We’ve been very fortunate to have grown Boba Guys from the ashes of the Great Recession. We attribute of a lot our success to the macro-climate of change. President Obama and his team did a remarkable job steering us through a crazy time. I know because many of my friends were on the front lines, protecting our economy, government, and ideals. What happened isn't a direct reflection of his accomplishments.

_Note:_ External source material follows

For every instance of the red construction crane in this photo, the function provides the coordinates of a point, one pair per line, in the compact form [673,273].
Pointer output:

That being said, as we have all witnessed, we left a huge portion of our country behind during our ascendance. BIGLY. HUGE. I spent four of my formative professional years at Wal-Mart serving everyday Americans-- and if there’s one thing I learned, it’s that we don’t listen to each other. We in the big metros aren’t familiar with their struggle. It's definitely an Us vs. Them mentality. Even I—as a consumer marketer that is supposed to speak to these people—felt like I was a foreigner in my own country. In hindsight, I bet they felt the same whenever they turned on the TV or visited “The Big City” on vacation. This was a huge lesson in empathy.

This isn’t just about Rural vs. Urban, or Proletariats vs. the Elites. This is about how two vastly different cultures can get along. As I told many of you this summer, no matter what happens, half of this country is going to be very unhappy and we need to get ready for that. And given that most of you are participating in our process for the very first time, I want to encourage you to have the audacity of hope. It’s easy to be jaded, apathetic, or bitter, but that’s the social inertia that has been tearing humanity apart for millennia. 

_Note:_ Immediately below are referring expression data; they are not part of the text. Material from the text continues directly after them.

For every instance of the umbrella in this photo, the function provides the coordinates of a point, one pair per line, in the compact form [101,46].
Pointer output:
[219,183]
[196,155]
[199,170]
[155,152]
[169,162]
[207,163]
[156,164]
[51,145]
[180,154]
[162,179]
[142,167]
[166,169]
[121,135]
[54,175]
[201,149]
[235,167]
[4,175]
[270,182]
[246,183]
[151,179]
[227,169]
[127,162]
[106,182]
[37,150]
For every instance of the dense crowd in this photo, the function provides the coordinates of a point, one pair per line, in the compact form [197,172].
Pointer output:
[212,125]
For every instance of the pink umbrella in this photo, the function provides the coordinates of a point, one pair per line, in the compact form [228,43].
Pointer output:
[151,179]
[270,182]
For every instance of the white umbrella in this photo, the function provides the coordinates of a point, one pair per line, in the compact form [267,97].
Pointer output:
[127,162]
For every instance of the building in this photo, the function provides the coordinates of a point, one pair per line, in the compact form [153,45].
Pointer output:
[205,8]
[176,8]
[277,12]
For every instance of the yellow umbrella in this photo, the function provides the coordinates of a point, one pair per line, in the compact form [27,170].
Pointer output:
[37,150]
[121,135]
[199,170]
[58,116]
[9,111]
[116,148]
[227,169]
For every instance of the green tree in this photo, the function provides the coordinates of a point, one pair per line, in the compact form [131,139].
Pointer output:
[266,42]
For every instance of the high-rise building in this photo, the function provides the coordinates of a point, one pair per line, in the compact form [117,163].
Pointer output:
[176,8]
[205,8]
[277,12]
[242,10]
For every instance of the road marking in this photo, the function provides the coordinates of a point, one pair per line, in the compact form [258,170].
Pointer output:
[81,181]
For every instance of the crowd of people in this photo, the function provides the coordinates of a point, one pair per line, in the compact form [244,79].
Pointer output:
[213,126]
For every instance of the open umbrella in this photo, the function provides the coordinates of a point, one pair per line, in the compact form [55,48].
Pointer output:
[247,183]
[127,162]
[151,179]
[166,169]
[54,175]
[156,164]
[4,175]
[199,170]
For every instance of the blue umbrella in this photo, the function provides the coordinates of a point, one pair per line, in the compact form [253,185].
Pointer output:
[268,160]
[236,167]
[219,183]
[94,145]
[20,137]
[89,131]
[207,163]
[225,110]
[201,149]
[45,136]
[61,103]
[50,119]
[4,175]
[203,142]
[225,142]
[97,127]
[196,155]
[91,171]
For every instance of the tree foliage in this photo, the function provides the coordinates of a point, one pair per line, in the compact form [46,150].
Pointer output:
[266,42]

This all comes back to our mission at Boba Guys: to bridge cultures. Bin and I envisioned a company that brought people from various backgrounds—ethnicity, gender, hometown, and social status—together. Whenever we look at our team and our guests packed into a small store, we smile and say, “This is what America should look like one day... And we need bigger stores." Some of you laugh when I say, “Boba Guys is a beautiful mosaic of people.” It’s true and I don’t care if it’s cheesy. 

As Barry says, “Our brand of democracy is hard.” On a broader level, I say, “Our brand of Culture is hard.” To get a diverse group of individuals to agree on a common goal is like pushing a boulder uphill. If you like anthropology or history, you’ll know that humans are notoriously bad at getting along with people different from them. It’s why Bin and I even struggle with leading all 100+ of you! You folks are all so different… in a good way! =)

But to give up on bridging cultures is taking the easy way out. It even challenges Bin and I as your leaders because it shapes how best to run our company. Yes, as a business, we can serve a specific segment of the population and it’ll be 10X easier to operate.  And yes, as a business, we can hire a very cookie-cutter team that is easier to mobilize. But that’s not our vision. And that wasn’t our Founding Fathers’ vision. In my best Hamilton voice, the line from the Declaration of Independence goes, “We hold these truths to be self-evident that all men are equal.” All men and women.

So in the wake and ashes of a broken country, I ask that we all stay hopeful. It’s not like putting on a fake smile that we all do in front of our parents during the Holidays. It’s a optimistic smile knowing that this is the best opportunity for us Millennials—yes, I am born in 1982 so I am one of you—to show that we can buck the trend of humanity. We can love more than hate. We can work alongside the new—albeit different— regime to bridge cultures. 

I can tell you that being stubborn is only going to make this worse. Like at the end of Frozen, it took the warmth of Anna’s love to melt and change Elsa’s cold heart. As Dad as it sounds, that’s how it works in the real world. Well, we can't conjure frozen fractals, but you get the point. 

No one wins when it’s hate vs. hate. Or apathy vs. passion. At best, it’s a stalemate. At worst, it’s worldwide chaos. We owe it to humanity to listen better and hope for the best in people.